Here too, only 49 percent of Americans believed that it was a good thing, which was below the recorded median of 53 percent.
Taken together, these results seem to point to strong backing abroad in a majority of Asian nations for the U.S. pivot but relatively less support among Americans at home. A few caveats, however, are in order.
First, though there is somewhat of a divergence between Asians and Americans on those two specific questions, it is important not to overstate what is a relatively small difference. In both questions on the military and economic dimensions of the pivot, Americans were just four percent below the median range and one and three percent respectively from the majority threshold. This minor variation may be attributed to a range of factors apart from a perception gap, including the specific mix of Asian countries selected in this survey.
Second, the two questions themselves seem either overly narrow or vague to judge American perceptions of the pivot. On the economic dimension, while the focus on the TPP is understandable as it is a major initiative, the result is that the survey gets American sentiments about just that one agreement which are quite specific and affected by a polarized domestic debate. Those who follow the pivot closely also know that there is more to its economic aspect than just the TPP.
On the military side, the question is phrased as “Are increased U.S. military resources in Asia a good/bad thing?” Anyone who has engaged in surveys and polls before knows phrasing is important, and in this case there are two potential problems that might bias the results. The first is the specific use of the word “resources” – a trigger word for those anxious about increased U.S. commitments anywhere. The second is the phrasing of the question as a general one about “U.S. military resources” being “increased” rather than also specifying what they are being used for and under what circumstances. In contrast, the Pew question on U.S. attitudes regarding the Islamic State in Iraq and Syria (ISIS) was not phrased as whether “resources ought to be increased,” but more specifically about whether Americans supported U.S. military actions against ISIS. This is not just minor quibbling – as I mention in the third point below, in the same survey Americans also strongly supported the more specific idea of coming to the defense of Asian allies.

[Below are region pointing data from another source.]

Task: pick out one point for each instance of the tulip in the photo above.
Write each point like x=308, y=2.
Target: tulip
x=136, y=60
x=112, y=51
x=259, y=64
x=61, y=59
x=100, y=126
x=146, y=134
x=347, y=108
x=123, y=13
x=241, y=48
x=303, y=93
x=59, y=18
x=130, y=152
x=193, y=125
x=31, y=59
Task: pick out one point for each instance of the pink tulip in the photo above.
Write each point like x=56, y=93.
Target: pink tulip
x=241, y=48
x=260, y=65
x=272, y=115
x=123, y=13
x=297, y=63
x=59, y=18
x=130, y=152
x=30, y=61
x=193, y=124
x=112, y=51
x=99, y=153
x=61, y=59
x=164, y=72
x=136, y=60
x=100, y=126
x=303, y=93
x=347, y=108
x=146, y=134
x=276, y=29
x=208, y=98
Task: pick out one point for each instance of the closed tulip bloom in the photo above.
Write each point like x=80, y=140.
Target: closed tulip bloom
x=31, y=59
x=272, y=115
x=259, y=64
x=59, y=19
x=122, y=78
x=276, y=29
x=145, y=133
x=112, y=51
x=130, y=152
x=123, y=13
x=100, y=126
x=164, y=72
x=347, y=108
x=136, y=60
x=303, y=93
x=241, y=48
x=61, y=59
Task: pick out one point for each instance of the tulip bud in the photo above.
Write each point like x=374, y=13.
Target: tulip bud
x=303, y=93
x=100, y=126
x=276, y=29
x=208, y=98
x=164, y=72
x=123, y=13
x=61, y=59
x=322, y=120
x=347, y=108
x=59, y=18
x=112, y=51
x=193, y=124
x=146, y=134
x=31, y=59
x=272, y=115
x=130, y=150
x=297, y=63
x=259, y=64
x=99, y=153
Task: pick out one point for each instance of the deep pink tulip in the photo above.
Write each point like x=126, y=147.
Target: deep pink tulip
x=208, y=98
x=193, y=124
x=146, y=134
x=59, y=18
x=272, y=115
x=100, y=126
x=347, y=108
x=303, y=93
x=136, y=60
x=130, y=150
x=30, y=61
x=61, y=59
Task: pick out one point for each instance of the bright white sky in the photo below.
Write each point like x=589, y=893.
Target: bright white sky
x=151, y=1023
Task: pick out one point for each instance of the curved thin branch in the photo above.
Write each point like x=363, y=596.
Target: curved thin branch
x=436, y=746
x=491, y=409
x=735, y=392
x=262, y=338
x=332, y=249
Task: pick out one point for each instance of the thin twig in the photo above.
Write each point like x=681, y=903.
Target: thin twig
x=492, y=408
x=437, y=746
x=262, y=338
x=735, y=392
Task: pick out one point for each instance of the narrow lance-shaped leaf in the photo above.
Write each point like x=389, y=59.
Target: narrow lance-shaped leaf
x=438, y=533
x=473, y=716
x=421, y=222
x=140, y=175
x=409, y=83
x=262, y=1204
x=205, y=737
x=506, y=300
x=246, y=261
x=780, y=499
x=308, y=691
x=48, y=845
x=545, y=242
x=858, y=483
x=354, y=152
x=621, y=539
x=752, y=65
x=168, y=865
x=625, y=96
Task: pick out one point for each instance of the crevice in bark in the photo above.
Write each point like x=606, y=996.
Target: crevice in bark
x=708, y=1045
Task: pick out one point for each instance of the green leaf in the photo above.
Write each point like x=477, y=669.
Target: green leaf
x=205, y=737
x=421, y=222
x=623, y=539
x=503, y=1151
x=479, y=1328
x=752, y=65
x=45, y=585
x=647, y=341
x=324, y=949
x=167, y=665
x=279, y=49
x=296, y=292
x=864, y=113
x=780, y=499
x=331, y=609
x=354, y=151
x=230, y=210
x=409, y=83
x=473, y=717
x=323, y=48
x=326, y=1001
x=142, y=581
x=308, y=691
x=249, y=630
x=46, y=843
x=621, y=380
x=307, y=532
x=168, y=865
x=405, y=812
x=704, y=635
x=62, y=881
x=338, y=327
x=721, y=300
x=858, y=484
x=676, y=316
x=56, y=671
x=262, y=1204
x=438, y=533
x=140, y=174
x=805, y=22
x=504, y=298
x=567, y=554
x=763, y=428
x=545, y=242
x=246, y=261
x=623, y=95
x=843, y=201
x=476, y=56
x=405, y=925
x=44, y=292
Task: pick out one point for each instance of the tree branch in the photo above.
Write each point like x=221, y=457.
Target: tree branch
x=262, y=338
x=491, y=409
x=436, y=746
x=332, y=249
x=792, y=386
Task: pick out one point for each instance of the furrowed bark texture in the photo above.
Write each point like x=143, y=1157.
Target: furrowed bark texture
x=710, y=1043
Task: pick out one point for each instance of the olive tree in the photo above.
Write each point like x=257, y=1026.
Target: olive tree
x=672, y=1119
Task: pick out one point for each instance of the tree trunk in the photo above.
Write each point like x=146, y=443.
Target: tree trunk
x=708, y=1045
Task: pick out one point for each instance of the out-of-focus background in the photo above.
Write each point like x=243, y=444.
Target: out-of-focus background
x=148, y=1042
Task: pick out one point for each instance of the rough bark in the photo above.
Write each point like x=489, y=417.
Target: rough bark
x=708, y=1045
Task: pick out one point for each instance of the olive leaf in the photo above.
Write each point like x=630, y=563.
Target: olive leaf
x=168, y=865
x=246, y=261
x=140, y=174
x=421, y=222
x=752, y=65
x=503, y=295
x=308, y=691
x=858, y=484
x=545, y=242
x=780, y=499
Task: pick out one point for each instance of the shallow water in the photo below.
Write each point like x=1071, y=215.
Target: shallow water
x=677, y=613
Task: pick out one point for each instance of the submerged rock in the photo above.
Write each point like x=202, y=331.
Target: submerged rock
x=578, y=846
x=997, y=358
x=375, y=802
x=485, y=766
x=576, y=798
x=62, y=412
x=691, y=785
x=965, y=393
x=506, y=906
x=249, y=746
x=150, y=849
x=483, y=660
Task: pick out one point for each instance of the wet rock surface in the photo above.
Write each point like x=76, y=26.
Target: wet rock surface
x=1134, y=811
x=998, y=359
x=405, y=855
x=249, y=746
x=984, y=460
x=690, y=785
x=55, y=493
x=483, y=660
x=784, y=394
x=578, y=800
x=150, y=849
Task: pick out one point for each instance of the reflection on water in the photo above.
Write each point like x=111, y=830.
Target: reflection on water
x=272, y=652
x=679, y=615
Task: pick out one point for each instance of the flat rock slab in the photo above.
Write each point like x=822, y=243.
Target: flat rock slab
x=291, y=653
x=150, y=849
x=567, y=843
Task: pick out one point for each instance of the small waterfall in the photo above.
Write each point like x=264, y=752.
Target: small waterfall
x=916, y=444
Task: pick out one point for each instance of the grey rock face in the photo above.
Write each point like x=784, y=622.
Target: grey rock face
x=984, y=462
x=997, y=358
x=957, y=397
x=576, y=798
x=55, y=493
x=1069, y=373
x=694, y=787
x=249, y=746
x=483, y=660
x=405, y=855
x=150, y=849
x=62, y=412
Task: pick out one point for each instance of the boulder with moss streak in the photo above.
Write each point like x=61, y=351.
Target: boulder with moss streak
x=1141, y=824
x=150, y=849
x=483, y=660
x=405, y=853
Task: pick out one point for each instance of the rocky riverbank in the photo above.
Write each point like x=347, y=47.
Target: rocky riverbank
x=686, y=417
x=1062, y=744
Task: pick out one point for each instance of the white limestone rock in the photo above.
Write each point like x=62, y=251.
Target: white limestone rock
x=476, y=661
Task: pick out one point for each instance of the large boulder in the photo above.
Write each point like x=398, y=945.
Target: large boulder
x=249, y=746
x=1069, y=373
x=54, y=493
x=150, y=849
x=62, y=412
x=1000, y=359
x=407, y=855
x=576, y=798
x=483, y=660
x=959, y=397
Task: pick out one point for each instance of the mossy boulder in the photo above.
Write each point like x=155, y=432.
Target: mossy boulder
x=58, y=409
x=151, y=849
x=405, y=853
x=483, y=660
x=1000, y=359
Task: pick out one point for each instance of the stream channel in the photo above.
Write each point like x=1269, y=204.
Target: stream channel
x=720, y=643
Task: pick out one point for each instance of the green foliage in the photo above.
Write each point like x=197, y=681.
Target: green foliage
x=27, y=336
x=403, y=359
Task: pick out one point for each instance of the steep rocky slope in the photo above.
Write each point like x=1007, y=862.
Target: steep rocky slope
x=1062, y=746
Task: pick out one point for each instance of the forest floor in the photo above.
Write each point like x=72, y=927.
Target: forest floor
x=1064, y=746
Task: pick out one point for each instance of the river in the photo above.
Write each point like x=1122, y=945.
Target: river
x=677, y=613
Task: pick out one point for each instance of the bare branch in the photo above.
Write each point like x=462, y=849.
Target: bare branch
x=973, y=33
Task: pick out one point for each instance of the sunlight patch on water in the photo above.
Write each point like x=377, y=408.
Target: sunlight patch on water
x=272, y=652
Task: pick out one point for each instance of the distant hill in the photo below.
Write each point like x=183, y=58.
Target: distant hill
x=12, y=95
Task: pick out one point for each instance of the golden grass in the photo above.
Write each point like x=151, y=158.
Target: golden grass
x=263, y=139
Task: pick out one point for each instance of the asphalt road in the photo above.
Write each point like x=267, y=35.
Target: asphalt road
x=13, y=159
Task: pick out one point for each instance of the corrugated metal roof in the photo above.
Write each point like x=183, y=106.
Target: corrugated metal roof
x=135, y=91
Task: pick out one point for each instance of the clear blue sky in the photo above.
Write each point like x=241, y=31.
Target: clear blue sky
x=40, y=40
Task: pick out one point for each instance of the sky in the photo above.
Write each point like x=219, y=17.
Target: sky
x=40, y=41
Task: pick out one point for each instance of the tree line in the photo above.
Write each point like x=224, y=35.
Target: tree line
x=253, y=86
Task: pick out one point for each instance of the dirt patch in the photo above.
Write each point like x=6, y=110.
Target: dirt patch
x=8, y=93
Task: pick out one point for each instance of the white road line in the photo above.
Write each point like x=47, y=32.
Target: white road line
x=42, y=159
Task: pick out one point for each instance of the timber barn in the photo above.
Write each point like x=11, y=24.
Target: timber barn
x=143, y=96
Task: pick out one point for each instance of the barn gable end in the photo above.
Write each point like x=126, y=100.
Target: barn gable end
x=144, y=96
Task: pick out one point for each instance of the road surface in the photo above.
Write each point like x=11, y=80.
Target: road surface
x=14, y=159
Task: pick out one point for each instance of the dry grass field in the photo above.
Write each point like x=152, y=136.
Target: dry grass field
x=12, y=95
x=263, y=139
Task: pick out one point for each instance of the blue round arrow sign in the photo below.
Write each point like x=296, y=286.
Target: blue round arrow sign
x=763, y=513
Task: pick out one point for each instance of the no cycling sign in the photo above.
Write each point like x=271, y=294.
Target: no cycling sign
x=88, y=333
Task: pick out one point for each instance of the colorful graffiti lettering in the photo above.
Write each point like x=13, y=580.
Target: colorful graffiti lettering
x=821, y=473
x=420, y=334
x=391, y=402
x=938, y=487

Third, concluding that American support for the U.S. pivot and Asia policy more generally is lacking from just two survey questions is a bit misleading. For instance, in the survey, Americans also showed a strong willingness to come to the defense of Asian allies – a clear a sign of support for alliances which are a key aspect of the pivot. According to the survey, 56 percent of Americans believe that if one of the U.S. allies in Asia get into a serious military conflict with China, the United States should use military force to defend them. Interestingly, when asked the same question, a far higher average of around 66 percent of publics among the three U.S. allies featured in the study – Japan, the Philippines and South Korea – believe that Washington would defend them if they get into a major confrontation with Beijing.
Fourth and lastly, it is important to remember that this is just one iteration of one survey. A survey by the Chicago Council on Global Affairs last year found that 60 percent of Americans supported the U.S. pivot to Asia. More specifically, Pew’s own public opinion poll on Americans’ views on TPP last year found that a majority of Americans (55 percent) supported the TPP.
All this suggests that there may not be much to the idea gleaned from the survey that Americans appear less supportive of the U.S. pivot to Asia than Asians are. The small divergence that exists might be attributable more to Americans reacting to either specific things (like the TPP) or overly general questions (such as military resources), rather than a broader skepticism about U.S. Asia policy.